キリルは侍女が来たことを確認すると、早口で問いかけた。
「三歳くらいの子供だ! なにを用意したらいい? まずは服は百着か? 二百着あれば足りるか?」
侍女はその勢いに気圧された。
「……なんのことでございましょう?」
侍女に問われてキリルはハッとした。
「今朝、標樹苑で金龍に抱かれた天使を見た」
「……天使……」
「保護することに決めた」
真摯な目で宣言されて、侍女は困惑した。
そもそも、天使など実在するわけがない。それを保護するとはどういうことか。保護することが可能なのかなどなど、聞きたいことは山ほどあった。しかし、皇太子がすでに決めたことである。一介の侍女が口出すことはできない。

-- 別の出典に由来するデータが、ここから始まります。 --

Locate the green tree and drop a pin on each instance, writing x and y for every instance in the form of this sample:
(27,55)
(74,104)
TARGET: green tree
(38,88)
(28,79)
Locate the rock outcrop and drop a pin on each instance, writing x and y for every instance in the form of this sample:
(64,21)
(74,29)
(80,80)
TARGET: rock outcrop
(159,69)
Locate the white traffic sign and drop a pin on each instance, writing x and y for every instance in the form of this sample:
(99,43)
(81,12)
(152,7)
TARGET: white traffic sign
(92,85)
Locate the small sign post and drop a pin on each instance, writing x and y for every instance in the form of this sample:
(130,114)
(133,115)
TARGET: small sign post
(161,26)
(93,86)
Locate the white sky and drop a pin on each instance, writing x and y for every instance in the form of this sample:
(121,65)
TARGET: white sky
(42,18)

侍女は小さく息を吸うと、考えることを放棄し職務を全うすることに決めた。
彼女は有能な侍女であった。
「服のサイズはいかがいたしましょう?」
「それがわからない」
「では、同じ年頃の子供が着るサイズを用意させましょう」
「! そうだな! 五百着。天使が着るのだ。どこへ出ても恥ずかしくない物を、今日中に用意しせよ」
侍女はクラリと眩暈を感じた。
皇太子が着ているような服は、基本採寸して作る。既製品などそれほど出回っているものではない。しかも、はじめに言っていた数より増えている。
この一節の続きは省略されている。